I think there's some kind of asian convention downtown. There are thousands and they're all wearing badges and snapping pictures. I feel like I just stepped into your worst nightmare.
The walk of shame is far, far worse on crutches.
I was officially considered the drunkest person in cuba when the bartender at the swim up bar made me wear a life jacket for 'safety purposes'
I got the number from the girl at uhaul even after she saw me throw up all over the parking lot with a 6 pack in my hands.
He's used the term "balls deep" 3 times in the first hour. Thanks a lot, Plenty of Fish.
It's that time of the week again where I begin to ponder life's great questions like, "What will my pathetic excuse for a future look like?" and "Why tacos?"

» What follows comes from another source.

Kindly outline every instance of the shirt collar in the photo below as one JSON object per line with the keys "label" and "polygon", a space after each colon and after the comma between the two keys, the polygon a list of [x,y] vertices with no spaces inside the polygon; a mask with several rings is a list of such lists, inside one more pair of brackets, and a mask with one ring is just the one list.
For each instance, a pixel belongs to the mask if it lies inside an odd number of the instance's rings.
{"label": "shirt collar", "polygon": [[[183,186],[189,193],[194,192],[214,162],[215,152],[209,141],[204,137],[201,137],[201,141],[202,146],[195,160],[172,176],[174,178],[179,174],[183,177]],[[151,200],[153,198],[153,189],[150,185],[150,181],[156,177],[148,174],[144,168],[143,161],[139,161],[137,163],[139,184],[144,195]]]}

I don't want to tell anyone! People who sleep with senators either end up in porn or guantanamo
We had him convinced Visine is flammable. He was genuinely freaked out that everyone would know when he was stoned.
So right before she was about to give me head she tapped the tip and said "Is this thing on" I think I'm in love.
I want to be tan and drunk. Is that too much to ask for?
A guy just picked up ur brother and carfied him away singing and im slight concern
Fireball goes down like mother's milk. Btw your housemate is naked
That's the second time the same cop pulled me over well a different girl was giving me road head
He has fairy lights round his bed.. And played Jamie cullum when we had sex... Hes batting for the other team right?
You could at least care enough to fake an orgasm for me.